During my GSEB this October I learned a turned shoulder plane to be a planeangle with static reference-points from adress. The static reference point was set after a horizontal line from the top of the right shoulder and back. Where another line from the plane line up through the right triceps met the first line is this referens point for the turned shoulder plane. When we looked at videos of a player at the top he had the hands in line with the right shoulder (before the course I would have called this a turned shoulder plane) and reached the static reference point for square shoulder plane but with a more rotated look to the shoulders we learned it to be a square sholder plane...!?

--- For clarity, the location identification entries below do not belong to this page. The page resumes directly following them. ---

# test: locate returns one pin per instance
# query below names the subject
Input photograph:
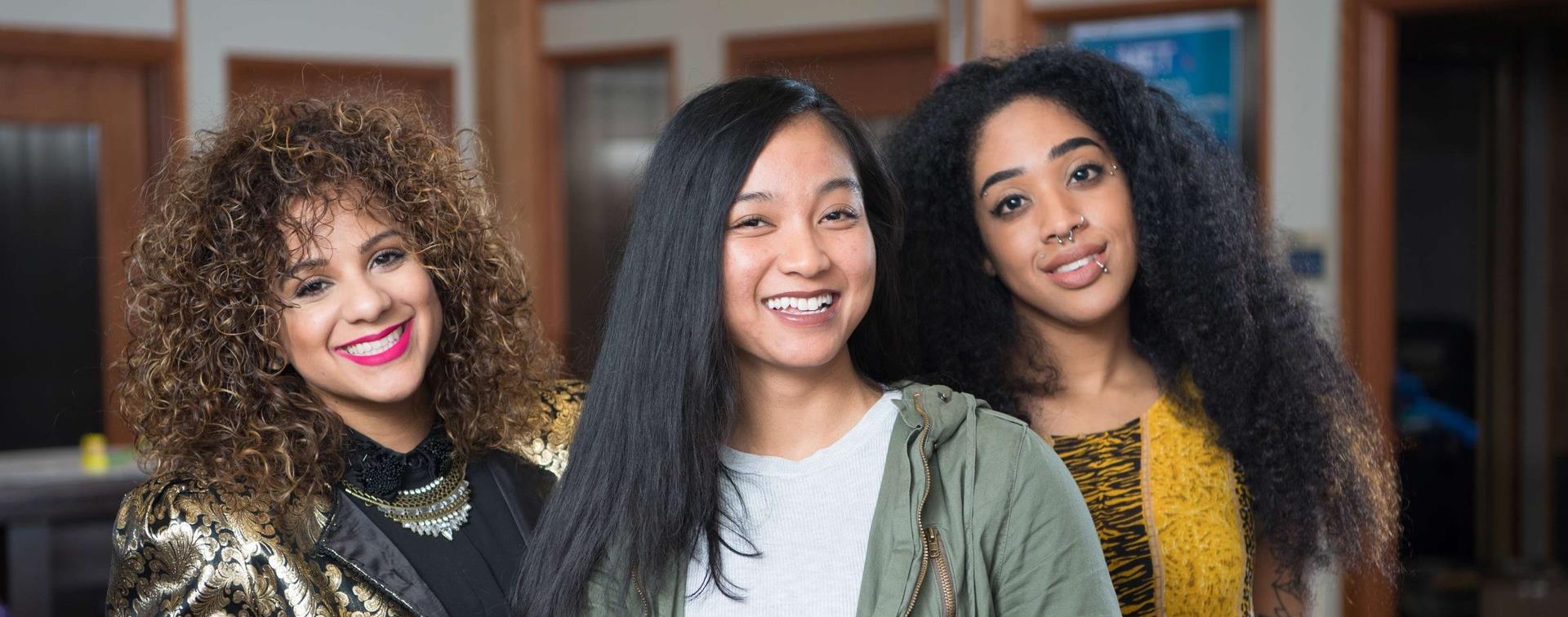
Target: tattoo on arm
(1290, 594)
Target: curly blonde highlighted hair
(206, 387)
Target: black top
(470, 574)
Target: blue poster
(1194, 57)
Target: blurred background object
(1411, 153)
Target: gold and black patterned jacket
(184, 547)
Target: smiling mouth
(802, 306)
(373, 347)
(1075, 265)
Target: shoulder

This confuses me a bit. Is turned shoulder plane a static plane or is every planeangle where the hands are in line with the right shoulder a turned shoulder plane. When I read 10-6-b I understand the turned shoulder plane to be a "flexible" planeangle?


Thanks
Hello Anders,

At the Top, when using the Turned Shoulder Plane, the Hands, Right Shoulder and the Ball all lie in the same Plane. There can be Backstroke Shifts to this Plane (Single Shift / 10-7-B) or from this Plane (Double Shift / 10-7-C; Triple Shift / 10-7-D; and Reverse Shift / 10-7-E). To this extent, the Turned Shoulder Plane is "flexible", but there is no language in 10-6-B to that effect.